University of New South Wales economics professor Tim Harcourt told SmartCompany there is a “bit of a perfect storm” at the moment with lower interest rates and a low Aussie dollar.
“Retailers will be getting a lot of relief with the exchange rate – when the dollar was higher we were exporting to Asia and buying imports from America,” Harcourt says.
“For the domestic retailers, domestic tourism and the very small portion of manufacturing companies that don’t export or compete with exports, the combination of a lower dollar and interest rates will probably help.”
However, Harcourt points out that a lower exchange rate is “not always good” for businesses importing computers and tech equipment.
“It means takeovers from foreign entities are more likely.
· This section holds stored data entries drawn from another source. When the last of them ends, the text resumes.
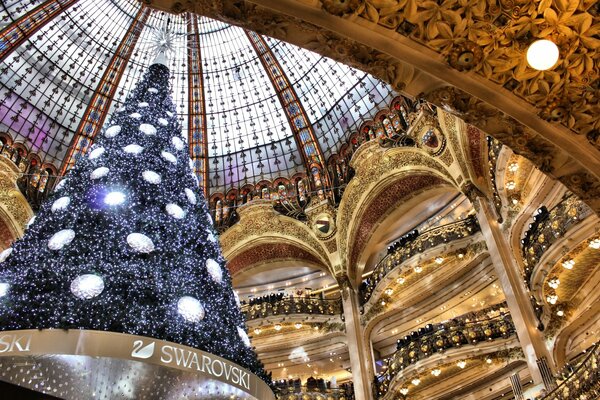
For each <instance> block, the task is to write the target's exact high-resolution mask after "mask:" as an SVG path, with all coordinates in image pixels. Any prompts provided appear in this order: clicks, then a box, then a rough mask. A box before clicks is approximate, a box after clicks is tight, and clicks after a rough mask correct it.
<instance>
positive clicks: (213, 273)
mask: <svg viewBox="0 0 600 400" xmlns="http://www.w3.org/2000/svg"><path fill="white" fill-rule="evenodd" d="M206 270H207V271H208V274H209V275H210V277H211V278H212V279H213V281H215V282H217V283H221V282H223V270H222V269H221V266H220V265H219V263H218V262H216V261H215V260H213V259H212V258H209V259H208V260H206Z"/></svg>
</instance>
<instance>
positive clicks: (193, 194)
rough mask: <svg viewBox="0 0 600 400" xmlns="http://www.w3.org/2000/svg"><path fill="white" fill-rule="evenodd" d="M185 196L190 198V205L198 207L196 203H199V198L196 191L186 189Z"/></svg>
mask: <svg viewBox="0 0 600 400" xmlns="http://www.w3.org/2000/svg"><path fill="white" fill-rule="evenodd" d="M184 191H185V195H186V197H187V198H188V201H189V202H190V204H192V205H196V203H198V198H197V197H196V193H194V191H193V190H192V189H188V188H185V189H184Z"/></svg>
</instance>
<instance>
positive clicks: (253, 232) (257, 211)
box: [220, 200, 331, 275]
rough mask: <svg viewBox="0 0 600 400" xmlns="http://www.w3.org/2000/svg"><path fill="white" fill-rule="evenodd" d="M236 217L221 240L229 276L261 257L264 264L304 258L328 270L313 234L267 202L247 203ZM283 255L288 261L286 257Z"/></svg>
mask: <svg viewBox="0 0 600 400" xmlns="http://www.w3.org/2000/svg"><path fill="white" fill-rule="evenodd" d="M238 214H239V217H240V221H239V222H238V223H237V224H235V225H233V226H232V227H231V228H229V229H228V230H227V231H225V232H224V233H223V234H222V235H221V237H220V240H221V246H222V248H223V255H224V257H225V258H227V259H229V260H230V263H229V265H230V268H233V269H235V270H233V269H232V275H233V274H235V273H236V272H238V271H240V270H241V269H240V268H245V267H247V266H250V265H252V264H256V263H254V262H252V260H249V259H248V260H246V257H247V256H249V255H255V256H260V257H261V259H263V260H264V261H267V260H269V261H275V260H280V259H281V258H294V259H298V258H299V257H304V256H306V257H309V259H308V261H309V262H311V261H312V262H314V263H315V264H318V265H321V266H323V267H324V268H326V269H327V270H331V268H330V262H329V258H328V256H327V251H326V249H325V248H324V247H323V245H322V244H321V242H320V241H319V240H318V239H317V238H316V236H315V234H314V233H313V232H312V231H311V230H310V229H309V228H308V227H307V226H306V225H305V224H303V223H302V222H300V221H298V220H296V219H293V218H290V217H286V216H284V215H281V214H279V213H278V212H276V211H275V210H274V209H273V205H272V203H271V201H270V200H254V201H252V202H250V203H247V204H245V205H243V206H241V207H239V208H238ZM267 245H268V246H267ZM269 246H270V247H272V248H273V250H269V248H268V247H269ZM286 251H287V252H288V253H287V254H288V255H289V257H286V256H285V255H286ZM269 254H270V256H272V257H275V259H272V258H269V257H268V256H269ZM238 257H243V258H238ZM244 260H246V261H244ZM232 263H233V264H232Z"/></svg>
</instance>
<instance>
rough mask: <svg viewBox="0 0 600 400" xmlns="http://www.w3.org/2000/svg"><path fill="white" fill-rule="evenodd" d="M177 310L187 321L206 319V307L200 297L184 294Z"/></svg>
mask: <svg viewBox="0 0 600 400" xmlns="http://www.w3.org/2000/svg"><path fill="white" fill-rule="evenodd" d="M177 312H178V313H179V315H181V316H182V317H183V319H184V320H186V321H187V322H200V321H202V320H203V319H204V307H203V306H202V304H201V303H200V301H198V299H196V298H194V297H191V296H183V297H182V298H180V299H179V301H178V302H177Z"/></svg>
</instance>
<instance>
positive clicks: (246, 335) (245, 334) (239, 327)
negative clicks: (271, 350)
mask: <svg viewBox="0 0 600 400" xmlns="http://www.w3.org/2000/svg"><path fill="white" fill-rule="evenodd" d="M237 328H238V335H239V337H240V339H242V342H244V344H245V345H246V347H250V346H252V345H251V344H250V338H249V337H248V334H247V333H246V331H245V330H243V329H242V328H240V327H239V326H238V327H237Z"/></svg>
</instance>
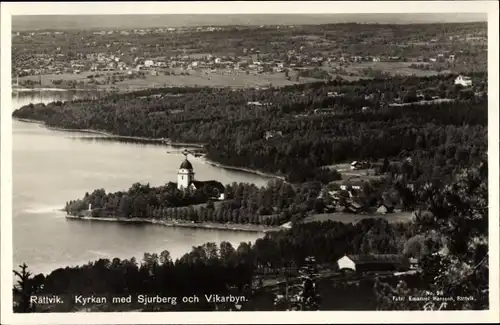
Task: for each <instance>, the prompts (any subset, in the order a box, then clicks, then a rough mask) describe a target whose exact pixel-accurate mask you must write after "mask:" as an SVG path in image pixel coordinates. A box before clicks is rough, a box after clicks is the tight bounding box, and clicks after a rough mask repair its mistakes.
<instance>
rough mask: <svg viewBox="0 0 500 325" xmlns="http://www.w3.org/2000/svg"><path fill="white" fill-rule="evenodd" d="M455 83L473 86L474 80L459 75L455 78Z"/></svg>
mask: <svg viewBox="0 0 500 325" xmlns="http://www.w3.org/2000/svg"><path fill="white" fill-rule="evenodd" d="M455 85H461V86H463V87H470V86H472V80H471V78H470V77H466V76H462V75H459V76H458V77H457V78H456V79H455Z"/></svg>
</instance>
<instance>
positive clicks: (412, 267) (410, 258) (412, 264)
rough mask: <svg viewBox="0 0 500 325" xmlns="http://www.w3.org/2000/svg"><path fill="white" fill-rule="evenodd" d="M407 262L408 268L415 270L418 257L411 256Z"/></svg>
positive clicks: (417, 259)
mask: <svg viewBox="0 0 500 325" xmlns="http://www.w3.org/2000/svg"><path fill="white" fill-rule="evenodd" d="M409 263H410V269H411V270H416V269H418V266H419V265H418V259H416V258H414V257H411V258H410V259H409Z"/></svg>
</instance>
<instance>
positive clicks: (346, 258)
mask: <svg viewBox="0 0 500 325" xmlns="http://www.w3.org/2000/svg"><path fill="white" fill-rule="evenodd" d="M337 266H338V267H339V270H352V271H356V263H354V261H353V260H352V259H350V258H349V256H347V255H344V257H342V258H341V259H339V260H338V261H337Z"/></svg>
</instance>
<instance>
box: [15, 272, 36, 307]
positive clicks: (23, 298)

So a lower dollar is not always a perfect thing for everyone.”
Harcourt says the RBA’s decision will likely boost business confidence in the short term; however, the current political climate is not helping.
Business groups were also cautiously optimistic, with Australian Industry Group chief executive Innes Willox saying the move is a recognition of the soft state of the domestic economy.
“While the lower dollar will help stimulate local activity in time and lower prices for fuel are also favourable for domestic businesses and households, to date these have not been sufficient to counter the sources of weakness in the economy,” Willox said in a statement.
“The additional cut in interest rates announced today will reduce business costs and increase household disposable income and should help lift domestic activity.”
The lower cash rate was also welcomed with open arms by the Australian Retailers Association, with executive director Russell Zimmerman saying local retailers have been waiting for this outcome for some time.
“This decision comes after a drop in fuel costs and the government’s recently announced small business tax cuts, which we hope will also help to overcome mixed international and Australian economic news,” Zimmerman said.
“The ARA also asks banks to pass on this rate cut in full to consumers and businesses. We’re optimistic that the RBA’s decision will provide retailers with some much needed relief and allow them to start the new year with confidence.”